The Lady Bamford Charitable Trust approached AIACA in October 2018 to undertake a verification process for the craft of scrap weaving and knitting, being practised by a cluster of women at Devli village in Palwal Haryana, near the Ballabhgarh unit.
The cluster consisted of 16 women regularly working on multiple crafts like knitting, crochet and scrap weaving. They have been practising these skills for the past 17-18 years without any formal training. Yet, they have learnt these as intergenerational skills passed on within families.
AIACA aims to build these women artisans in Devli into a sustainable scrap weaving enterprise while simultaneously developing a coherent identity through strategic marketing and brand building.
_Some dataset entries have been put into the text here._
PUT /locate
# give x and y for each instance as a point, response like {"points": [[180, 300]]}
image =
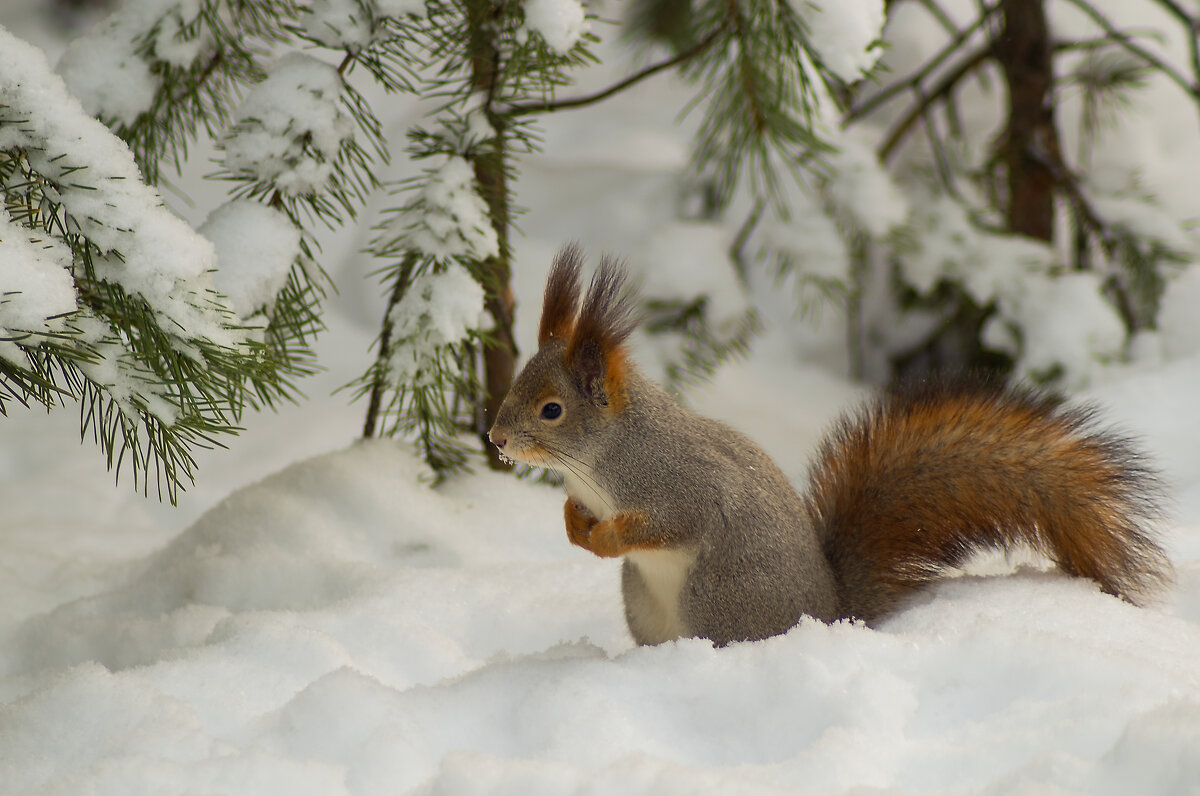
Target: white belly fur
{"points": [[664, 570]]}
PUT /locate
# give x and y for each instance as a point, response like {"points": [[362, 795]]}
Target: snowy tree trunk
{"points": [[501, 352], [1031, 138]]}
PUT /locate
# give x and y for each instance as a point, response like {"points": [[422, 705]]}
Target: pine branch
{"points": [[917, 78], [1127, 42], [925, 101], [622, 85], [1191, 24]]}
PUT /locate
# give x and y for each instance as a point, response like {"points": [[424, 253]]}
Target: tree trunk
{"points": [[501, 353], [1031, 139]]}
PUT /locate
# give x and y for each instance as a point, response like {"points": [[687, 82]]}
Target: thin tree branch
{"points": [[1138, 49], [915, 79], [943, 88], [1191, 24], [633, 79]]}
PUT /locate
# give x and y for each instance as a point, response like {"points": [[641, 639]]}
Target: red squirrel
{"points": [[718, 544]]}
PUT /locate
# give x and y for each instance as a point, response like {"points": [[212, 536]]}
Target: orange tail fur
{"points": [[918, 480]]}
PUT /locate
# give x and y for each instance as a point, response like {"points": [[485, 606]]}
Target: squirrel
{"points": [[717, 542]]}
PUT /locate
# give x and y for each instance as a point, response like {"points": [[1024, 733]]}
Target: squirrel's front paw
{"points": [[579, 524]]}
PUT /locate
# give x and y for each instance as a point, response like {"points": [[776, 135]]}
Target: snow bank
{"points": [[341, 628]]}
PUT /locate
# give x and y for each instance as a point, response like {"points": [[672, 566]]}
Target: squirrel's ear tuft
{"points": [[597, 351], [562, 298]]}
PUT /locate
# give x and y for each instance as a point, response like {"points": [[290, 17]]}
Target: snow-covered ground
{"points": [[313, 618]]}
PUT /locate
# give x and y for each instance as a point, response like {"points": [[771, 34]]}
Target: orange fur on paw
{"points": [[579, 524], [619, 536]]}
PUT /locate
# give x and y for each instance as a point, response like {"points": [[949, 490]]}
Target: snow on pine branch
{"points": [[439, 311], [256, 249], [109, 66], [561, 23], [845, 35], [448, 219], [355, 24], [289, 129], [91, 174], [36, 288]]}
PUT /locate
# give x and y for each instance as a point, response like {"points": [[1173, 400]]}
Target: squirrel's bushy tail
{"points": [[929, 473]]}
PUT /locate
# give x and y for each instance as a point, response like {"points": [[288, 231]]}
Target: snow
{"points": [[289, 126], [256, 246], [439, 310], [561, 23], [845, 35], [315, 618], [37, 286], [448, 219], [105, 70], [143, 246]]}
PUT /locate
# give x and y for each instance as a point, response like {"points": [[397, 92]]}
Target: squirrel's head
{"points": [[575, 384]]}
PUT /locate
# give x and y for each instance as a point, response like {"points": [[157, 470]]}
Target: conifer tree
{"points": [[166, 335]]}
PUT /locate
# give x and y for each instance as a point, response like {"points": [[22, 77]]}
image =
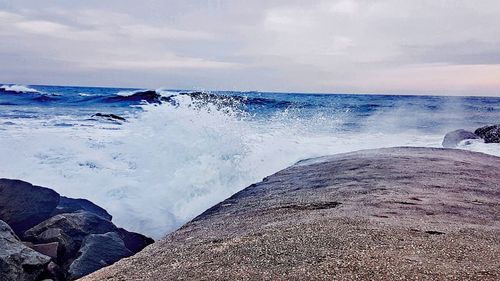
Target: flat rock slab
{"points": [[387, 214]]}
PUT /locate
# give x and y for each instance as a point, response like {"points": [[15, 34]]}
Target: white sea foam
{"points": [[171, 163], [18, 89]]}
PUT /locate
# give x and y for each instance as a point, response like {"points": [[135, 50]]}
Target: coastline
{"points": [[412, 213]]}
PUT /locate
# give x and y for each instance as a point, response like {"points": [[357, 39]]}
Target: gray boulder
{"points": [[17, 261], [490, 134], [69, 230], [98, 251], [452, 139], [75, 225], [23, 205], [70, 205]]}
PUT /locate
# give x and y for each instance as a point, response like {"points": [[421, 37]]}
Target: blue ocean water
{"points": [[178, 152]]}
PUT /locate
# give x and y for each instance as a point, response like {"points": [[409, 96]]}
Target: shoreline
{"points": [[385, 213]]}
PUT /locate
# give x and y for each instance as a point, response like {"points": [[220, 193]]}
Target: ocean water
{"points": [[180, 152]]}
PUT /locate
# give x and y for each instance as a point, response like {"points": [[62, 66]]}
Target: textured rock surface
{"points": [[452, 139], [17, 261], [75, 225], [23, 205], [490, 134], [70, 205], [98, 250], [389, 214]]}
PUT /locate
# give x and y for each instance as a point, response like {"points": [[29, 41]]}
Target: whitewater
{"points": [[178, 154]]}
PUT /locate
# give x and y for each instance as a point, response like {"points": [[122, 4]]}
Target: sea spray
{"points": [[171, 161]]}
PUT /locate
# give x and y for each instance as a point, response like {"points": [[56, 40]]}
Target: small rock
{"points": [[70, 205], [48, 249], [67, 247], [75, 225], [23, 205], [98, 251], [452, 139], [18, 262]]}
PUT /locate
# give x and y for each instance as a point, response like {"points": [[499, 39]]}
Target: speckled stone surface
{"points": [[387, 214]]}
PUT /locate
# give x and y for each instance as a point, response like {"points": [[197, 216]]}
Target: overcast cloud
{"points": [[365, 46]]}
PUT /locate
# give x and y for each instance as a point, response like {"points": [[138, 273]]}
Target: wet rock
{"points": [[23, 205], [48, 249], [76, 226], [98, 251], [17, 261], [66, 246], [291, 226], [70, 205], [490, 134], [452, 139]]}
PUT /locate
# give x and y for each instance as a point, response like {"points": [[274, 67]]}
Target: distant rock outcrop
{"points": [[490, 134], [387, 214], [70, 205], [452, 139], [56, 232]]}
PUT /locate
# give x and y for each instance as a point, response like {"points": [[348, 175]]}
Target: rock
{"points": [[48, 249], [135, 242], [490, 134], [23, 205], [112, 117], [18, 262], [69, 230], [70, 205], [66, 246], [97, 251], [452, 139], [386, 214]]}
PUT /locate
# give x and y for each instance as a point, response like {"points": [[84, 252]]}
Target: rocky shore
{"points": [[386, 214], [47, 236]]}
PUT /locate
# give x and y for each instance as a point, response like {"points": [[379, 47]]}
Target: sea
{"points": [[156, 158]]}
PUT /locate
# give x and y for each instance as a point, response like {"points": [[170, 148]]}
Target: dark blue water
{"points": [[165, 156], [427, 113]]}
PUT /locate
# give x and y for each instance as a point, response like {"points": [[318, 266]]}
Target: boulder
{"points": [[452, 139], [48, 249], [69, 230], [98, 251], [70, 205], [135, 242], [490, 134], [23, 205], [66, 246], [17, 261], [385, 214]]}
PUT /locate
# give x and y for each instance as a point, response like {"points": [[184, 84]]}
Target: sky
{"points": [[440, 47]]}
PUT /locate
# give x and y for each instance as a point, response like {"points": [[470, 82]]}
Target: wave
{"points": [[185, 151], [177, 158], [17, 89]]}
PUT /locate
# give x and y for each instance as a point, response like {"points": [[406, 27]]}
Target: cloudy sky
{"points": [[338, 46]]}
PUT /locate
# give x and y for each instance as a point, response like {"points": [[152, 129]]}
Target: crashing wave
{"points": [[17, 89]]}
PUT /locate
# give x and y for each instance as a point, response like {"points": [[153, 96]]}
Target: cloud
{"points": [[319, 46]]}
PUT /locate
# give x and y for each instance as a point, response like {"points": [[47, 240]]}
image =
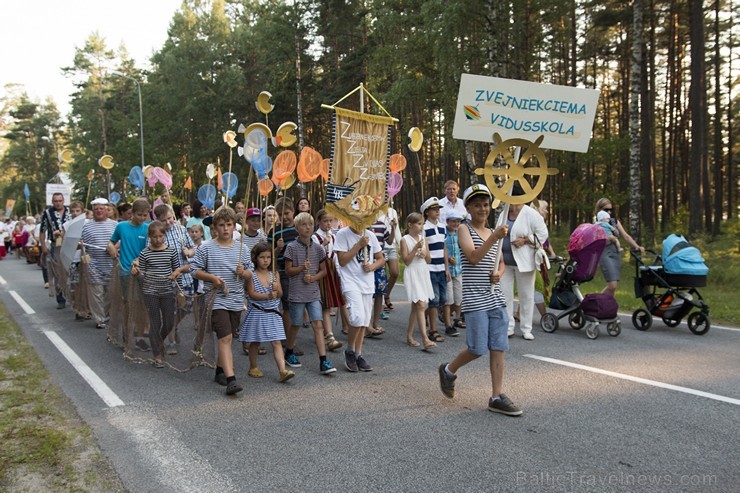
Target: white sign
{"points": [[525, 110], [52, 188]]}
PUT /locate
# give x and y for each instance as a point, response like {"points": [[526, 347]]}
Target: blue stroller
{"points": [[667, 285]]}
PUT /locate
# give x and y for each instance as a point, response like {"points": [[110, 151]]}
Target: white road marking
{"points": [[97, 384], [645, 381], [26, 307]]}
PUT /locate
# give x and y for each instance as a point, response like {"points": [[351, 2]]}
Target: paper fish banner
{"points": [[207, 195], [136, 177], [231, 181]]}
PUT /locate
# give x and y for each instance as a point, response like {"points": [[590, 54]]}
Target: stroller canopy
{"points": [[679, 257]]}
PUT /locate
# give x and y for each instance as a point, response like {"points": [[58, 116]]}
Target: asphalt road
{"points": [[393, 430]]}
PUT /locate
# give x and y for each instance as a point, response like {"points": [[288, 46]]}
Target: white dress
{"points": [[416, 278]]}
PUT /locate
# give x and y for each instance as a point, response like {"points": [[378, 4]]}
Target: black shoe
{"points": [[233, 388], [446, 382], [452, 332]]}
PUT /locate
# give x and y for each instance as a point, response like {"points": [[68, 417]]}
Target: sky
{"points": [[39, 37]]}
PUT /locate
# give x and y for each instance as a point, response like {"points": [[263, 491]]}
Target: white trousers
{"points": [[525, 291]]}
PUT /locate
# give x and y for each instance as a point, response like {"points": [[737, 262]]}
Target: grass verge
{"points": [[45, 444]]}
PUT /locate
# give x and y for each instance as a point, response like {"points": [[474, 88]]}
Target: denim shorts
{"points": [[487, 330], [439, 285], [313, 308]]}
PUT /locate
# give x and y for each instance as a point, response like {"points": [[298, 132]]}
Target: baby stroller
{"points": [[667, 286], [586, 244]]}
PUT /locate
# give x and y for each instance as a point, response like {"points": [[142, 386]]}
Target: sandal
{"points": [[436, 337]]}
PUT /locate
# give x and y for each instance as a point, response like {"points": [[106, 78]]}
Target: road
{"points": [[392, 429]]}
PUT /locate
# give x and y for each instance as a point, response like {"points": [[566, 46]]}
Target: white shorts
{"points": [[360, 307], [454, 291]]}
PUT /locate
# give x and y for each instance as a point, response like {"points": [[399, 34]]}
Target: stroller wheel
{"points": [[671, 322], [549, 322], [614, 328], [576, 320], [592, 330], [699, 323], [641, 319]]}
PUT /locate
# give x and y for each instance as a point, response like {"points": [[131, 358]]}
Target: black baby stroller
{"points": [[586, 244], [668, 285]]}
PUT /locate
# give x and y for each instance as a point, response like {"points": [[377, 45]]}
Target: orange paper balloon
{"points": [[284, 165], [325, 168], [398, 163], [265, 186]]}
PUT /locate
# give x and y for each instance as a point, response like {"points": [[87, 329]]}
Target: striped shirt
{"points": [[221, 261], [155, 267], [300, 291], [435, 235], [477, 294], [95, 235]]}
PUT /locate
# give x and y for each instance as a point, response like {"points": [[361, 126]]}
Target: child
{"points": [[603, 219], [454, 285], [263, 322], [126, 243], [434, 232], [217, 263], [159, 266], [305, 265], [418, 284], [355, 249], [330, 286]]}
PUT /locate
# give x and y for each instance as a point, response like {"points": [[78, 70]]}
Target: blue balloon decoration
{"points": [[207, 195], [136, 177], [231, 181]]}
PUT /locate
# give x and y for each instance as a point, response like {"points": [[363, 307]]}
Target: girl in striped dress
{"points": [[264, 322], [330, 286]]}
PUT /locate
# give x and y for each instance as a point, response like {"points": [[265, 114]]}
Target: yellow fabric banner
{"points": [[357, 188]]}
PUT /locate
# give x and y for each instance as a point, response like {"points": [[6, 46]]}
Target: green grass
{"points": [[44, 444]]}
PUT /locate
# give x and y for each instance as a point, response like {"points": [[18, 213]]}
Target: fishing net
{"points": [[189, 345]]}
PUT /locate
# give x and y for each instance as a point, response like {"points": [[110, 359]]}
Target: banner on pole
{"points": [[358, 174], [564, 115]]}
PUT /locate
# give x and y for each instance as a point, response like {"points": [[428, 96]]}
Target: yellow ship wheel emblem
{"points": [[515, 170]]}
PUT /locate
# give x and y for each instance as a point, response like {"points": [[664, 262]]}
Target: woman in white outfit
{"points": [[518, 251]]}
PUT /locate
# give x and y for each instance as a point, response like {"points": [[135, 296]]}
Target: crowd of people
{"points": [[277, 269]]}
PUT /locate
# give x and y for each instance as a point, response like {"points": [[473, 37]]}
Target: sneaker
{"points": [[332, 343], [350, 361], [285, 376], [141, 345], [503, 405], [233, 388], [292, 361], [326, 368], [362, 364], [446, 382], [452, 332]]}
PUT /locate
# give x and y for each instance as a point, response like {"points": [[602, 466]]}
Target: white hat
{"points": [[474, 191], [428, 203]]}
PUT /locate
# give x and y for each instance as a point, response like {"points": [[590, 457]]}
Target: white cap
{"points": [[430, 202], [474, 191]]}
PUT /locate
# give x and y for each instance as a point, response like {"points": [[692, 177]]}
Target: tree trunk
{"points": [[698, 114]]}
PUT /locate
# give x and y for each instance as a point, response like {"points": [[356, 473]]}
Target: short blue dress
{"points": [[263, 322]]}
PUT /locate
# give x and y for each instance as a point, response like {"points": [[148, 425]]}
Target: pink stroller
{"points": [[586, 244]]}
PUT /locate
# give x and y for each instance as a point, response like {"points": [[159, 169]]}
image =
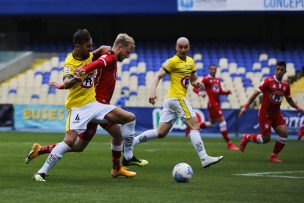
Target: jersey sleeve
{"points": [[68, 70], [193, 68], [205, 81], [263, 86], [102, 62], [168, 65], [287, 91]]}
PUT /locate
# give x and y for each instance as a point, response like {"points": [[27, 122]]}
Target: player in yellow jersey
{"points": [[82, 106], [182, 72]]}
AIACA initially identified 20 women artisans; however, the cluster can expand to 30 women; the rest come intermittently for work on a piece-rate basis.
AIACA started this project intervention with 20 scrap weaving artisans where key strategies like new product development, weaving skills, skill development through production, business skill development were adopted.
Some key assumptions behind the project are that the skills being practised by the women artisans are being handed down over generations; hence qualify as local crafts, indigenous to and embedded within the context.
So far in this project, 25 women artisans have advanced skills to undertake a sustainable weaving enterprise and have an increased understanding of financial and business planning (costing, pricing, quality control and enterprise management).